Personal aggravating factors

[33]     Counsel are agreed that the starting point needs to be uplifted because you were on parole at the time of the offending and because of your previous offending. The Crown submits an uplift of up to twelve months is warranted.   Your counsel submits that an uplift of 6 months is appropriate on the basis that you were recalled to prison when you were arrested and this period (from 30 April 2010 through to today) will not be taken off the sentence as time served as it ordinarily would.[6]

[6] See ss 90 and 91 of the Parole Act 2002.

[34]     The  Court  must  denounce  your  preparedness  to  offend  when  you  have persuaded the Parole Board that you were suitable for release.   It indicates that despite your punishment for other offending and the benefit of programmes that you have received, you have not been deterred from further offending.   Normally offending on parole warrants a substantial uplift on the sentence however I must also take into account that where there has been a recall before sentencing the time back in prison, under the recall is not counted as time served in relation to the sentence I impose.  If the sentence I impose does not take this into account there is an element

of double punishment.[7]    I also acknowledge that at the time of this offending you

were under stress with your twins and you were adjusting to life out of prison, which is not necessarily the easiest of adjustments to make particularly if finding employment is difficult as you say it was.

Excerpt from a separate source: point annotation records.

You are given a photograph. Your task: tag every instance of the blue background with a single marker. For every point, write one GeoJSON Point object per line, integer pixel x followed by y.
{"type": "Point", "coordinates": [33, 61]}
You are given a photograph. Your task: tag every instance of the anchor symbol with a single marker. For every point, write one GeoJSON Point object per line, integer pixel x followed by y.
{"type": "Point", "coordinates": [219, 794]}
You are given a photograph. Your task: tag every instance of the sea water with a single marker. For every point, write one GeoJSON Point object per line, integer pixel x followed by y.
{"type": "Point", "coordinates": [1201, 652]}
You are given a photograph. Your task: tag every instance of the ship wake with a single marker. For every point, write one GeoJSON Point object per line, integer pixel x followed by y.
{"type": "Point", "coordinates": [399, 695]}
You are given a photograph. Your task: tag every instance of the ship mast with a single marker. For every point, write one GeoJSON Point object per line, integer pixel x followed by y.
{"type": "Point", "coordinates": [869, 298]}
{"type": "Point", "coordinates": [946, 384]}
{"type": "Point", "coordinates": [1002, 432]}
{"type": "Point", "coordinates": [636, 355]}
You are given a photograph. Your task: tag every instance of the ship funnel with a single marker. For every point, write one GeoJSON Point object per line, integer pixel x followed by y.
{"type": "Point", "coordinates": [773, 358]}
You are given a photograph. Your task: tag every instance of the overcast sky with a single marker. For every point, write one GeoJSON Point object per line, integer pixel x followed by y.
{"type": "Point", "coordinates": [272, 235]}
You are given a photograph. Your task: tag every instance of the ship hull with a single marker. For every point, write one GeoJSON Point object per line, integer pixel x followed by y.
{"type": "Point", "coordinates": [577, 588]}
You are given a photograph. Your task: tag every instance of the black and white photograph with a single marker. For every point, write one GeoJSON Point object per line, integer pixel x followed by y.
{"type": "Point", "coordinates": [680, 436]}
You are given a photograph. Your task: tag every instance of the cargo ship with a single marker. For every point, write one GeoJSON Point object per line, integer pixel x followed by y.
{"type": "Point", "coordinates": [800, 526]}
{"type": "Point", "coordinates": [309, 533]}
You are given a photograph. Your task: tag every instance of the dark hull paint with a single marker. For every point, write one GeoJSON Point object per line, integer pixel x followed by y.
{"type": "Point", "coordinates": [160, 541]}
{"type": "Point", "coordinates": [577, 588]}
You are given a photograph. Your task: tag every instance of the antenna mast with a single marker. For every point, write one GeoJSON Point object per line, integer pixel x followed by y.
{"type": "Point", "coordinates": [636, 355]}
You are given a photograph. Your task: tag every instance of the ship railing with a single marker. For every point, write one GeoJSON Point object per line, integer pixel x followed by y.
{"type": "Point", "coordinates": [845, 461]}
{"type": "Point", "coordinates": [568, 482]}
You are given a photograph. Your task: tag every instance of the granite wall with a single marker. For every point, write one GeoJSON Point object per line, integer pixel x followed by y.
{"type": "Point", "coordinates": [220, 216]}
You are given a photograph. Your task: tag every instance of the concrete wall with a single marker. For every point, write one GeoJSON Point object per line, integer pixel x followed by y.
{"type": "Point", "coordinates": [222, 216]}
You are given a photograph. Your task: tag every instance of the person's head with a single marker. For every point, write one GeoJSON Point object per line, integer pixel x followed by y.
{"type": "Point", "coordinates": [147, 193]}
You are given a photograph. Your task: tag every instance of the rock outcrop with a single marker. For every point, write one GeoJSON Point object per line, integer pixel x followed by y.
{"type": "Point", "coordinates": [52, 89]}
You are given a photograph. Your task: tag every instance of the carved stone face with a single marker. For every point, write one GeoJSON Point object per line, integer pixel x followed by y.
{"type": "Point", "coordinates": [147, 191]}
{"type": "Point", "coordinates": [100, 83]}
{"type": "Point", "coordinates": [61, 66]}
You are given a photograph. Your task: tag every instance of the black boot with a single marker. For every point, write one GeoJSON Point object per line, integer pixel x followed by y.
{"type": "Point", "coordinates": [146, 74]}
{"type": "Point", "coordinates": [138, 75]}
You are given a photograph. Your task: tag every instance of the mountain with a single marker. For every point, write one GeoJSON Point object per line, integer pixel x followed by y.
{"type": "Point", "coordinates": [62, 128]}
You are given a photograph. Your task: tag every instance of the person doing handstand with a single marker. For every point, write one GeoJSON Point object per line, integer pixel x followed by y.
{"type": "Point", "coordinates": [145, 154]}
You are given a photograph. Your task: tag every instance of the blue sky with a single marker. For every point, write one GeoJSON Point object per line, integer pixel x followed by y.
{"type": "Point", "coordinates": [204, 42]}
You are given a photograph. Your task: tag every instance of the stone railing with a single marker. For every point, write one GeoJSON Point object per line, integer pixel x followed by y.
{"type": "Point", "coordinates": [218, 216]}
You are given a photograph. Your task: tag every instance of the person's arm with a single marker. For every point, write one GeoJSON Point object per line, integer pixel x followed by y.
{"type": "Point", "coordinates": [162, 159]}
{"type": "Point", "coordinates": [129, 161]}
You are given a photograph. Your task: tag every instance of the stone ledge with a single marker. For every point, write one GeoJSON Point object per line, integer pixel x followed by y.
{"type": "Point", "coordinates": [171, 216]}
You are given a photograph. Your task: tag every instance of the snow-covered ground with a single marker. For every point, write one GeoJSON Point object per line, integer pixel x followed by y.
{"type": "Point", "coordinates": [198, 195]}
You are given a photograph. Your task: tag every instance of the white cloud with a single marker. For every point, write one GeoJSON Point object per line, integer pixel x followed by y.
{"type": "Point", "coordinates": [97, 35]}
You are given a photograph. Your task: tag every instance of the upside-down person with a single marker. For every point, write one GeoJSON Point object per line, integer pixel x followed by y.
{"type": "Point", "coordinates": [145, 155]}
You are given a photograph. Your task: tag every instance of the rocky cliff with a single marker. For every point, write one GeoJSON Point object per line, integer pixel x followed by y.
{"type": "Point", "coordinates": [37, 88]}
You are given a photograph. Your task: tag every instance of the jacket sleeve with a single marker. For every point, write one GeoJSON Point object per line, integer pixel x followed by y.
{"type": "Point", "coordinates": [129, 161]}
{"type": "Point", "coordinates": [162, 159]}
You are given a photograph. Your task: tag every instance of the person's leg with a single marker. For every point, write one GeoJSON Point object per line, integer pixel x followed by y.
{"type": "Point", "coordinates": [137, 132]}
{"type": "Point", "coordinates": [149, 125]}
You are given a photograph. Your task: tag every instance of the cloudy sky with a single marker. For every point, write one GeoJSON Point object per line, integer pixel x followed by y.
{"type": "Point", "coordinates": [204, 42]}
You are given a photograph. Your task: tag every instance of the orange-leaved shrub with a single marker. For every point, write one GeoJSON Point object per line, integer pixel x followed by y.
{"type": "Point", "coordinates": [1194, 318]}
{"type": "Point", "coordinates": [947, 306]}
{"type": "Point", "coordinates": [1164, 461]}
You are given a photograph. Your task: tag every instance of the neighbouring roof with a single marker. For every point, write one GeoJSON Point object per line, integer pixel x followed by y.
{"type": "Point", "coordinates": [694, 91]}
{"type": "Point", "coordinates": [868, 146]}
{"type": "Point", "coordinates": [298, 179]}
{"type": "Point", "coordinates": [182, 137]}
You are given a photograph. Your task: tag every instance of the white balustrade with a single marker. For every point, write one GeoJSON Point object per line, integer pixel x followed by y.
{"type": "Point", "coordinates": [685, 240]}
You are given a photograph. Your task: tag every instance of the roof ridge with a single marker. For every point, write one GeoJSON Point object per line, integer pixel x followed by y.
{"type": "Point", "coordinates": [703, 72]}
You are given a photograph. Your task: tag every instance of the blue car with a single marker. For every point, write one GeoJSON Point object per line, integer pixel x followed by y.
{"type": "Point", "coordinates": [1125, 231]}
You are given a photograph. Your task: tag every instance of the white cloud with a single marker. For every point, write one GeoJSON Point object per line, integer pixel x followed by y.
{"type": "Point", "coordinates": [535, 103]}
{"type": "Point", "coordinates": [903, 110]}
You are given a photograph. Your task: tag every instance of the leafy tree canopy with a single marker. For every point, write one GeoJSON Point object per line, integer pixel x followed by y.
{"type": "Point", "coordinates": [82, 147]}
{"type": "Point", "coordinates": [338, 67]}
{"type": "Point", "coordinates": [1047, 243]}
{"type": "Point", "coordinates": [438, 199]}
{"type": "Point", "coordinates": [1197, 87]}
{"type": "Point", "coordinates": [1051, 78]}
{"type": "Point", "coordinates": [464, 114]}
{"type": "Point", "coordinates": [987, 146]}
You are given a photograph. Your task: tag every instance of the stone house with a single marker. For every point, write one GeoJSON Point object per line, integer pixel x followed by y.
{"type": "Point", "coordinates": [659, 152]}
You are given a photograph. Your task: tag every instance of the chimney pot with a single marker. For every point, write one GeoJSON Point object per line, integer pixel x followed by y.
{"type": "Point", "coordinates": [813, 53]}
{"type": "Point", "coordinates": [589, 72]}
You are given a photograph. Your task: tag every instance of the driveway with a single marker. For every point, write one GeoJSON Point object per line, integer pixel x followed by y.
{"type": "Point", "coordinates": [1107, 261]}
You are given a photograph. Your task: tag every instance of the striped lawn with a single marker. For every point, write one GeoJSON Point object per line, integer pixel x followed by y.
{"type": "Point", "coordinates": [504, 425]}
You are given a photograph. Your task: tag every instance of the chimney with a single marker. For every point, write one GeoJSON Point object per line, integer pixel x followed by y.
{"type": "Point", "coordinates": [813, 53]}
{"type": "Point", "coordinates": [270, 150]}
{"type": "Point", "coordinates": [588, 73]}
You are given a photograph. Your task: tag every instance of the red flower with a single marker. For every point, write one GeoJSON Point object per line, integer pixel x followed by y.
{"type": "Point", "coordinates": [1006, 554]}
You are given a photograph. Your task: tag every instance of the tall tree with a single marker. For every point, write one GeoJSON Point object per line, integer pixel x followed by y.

[7] See R v Paul CA 409/05, 26 April 2006 at [33]-[40] and R v Harvey CA89/01, 19 June 2001 at [13].

[35]     Balancing  your,  what  would  normally  be  aggravating,   your  previous offending and the fact that this offending was on parole, with the effect of the recall on you, I have decided that the fairest thing is not to uplift the sentence from the starting point that I have imposed.

Mitigating factors

[36]     The mitigating factors to be considered are your guilty plea, your remorse and your offer to participate in a restorative justice process of some kind.

[37]     Your guilty plea came late.   The timing of the entry of those pleas was however presumably complicated by the other  charges  brought  against  you  and possibly also because of your position through being subject to a life sentence.  Had the Crown not pursued the other charges on which you were acquitted, your guilty pleas  would have  spared  the witnesses  from  giving evidence  and  the  resources expended in the trial, at least so far as you are concerned, would have not been necessary.

[38]     I also accept that you have shown a degree of remorse.  This may be mainly due to being back in prison rather than with your family, but I accept that you also regret causing emotional harm to the victims.  I refer in particular to your letter to them which I have read and also the other material before me such as your letters to me and the pre-sentence report writer’s comments.  I do not regard the letters you wrote  to  Ms  Maaka  as  having  any  bearing  on  that  and  reject  the  Crown’s submissions as to that.

[39]     I consider that the sentence should be discounted by 3 months for these mitigating factors.

[40]     I note that you and your partner have asked me to consider home detention. That is not something that is an available option to me.  Your release has to remain a matter for the Parole Board.

End sentence

[41]     What all this means is an end total sentence of 2 years and six months which I need to allocate.   And I am going to ask you to stand now as I formally pass sentence.  On the demanding with menaces charge I sentence you to two years six months’  imprisonment.    I  impose  a  concurrent  sentence  on  the  possession  of cannabis for sale charge of one year’s imprisonment.

[42]     Stand down.

POSTSCRIPT

THE SUPPRESSION ORDERS MADE IN RELATION TO CO-OFFENDERS ARE NOW AT AN END.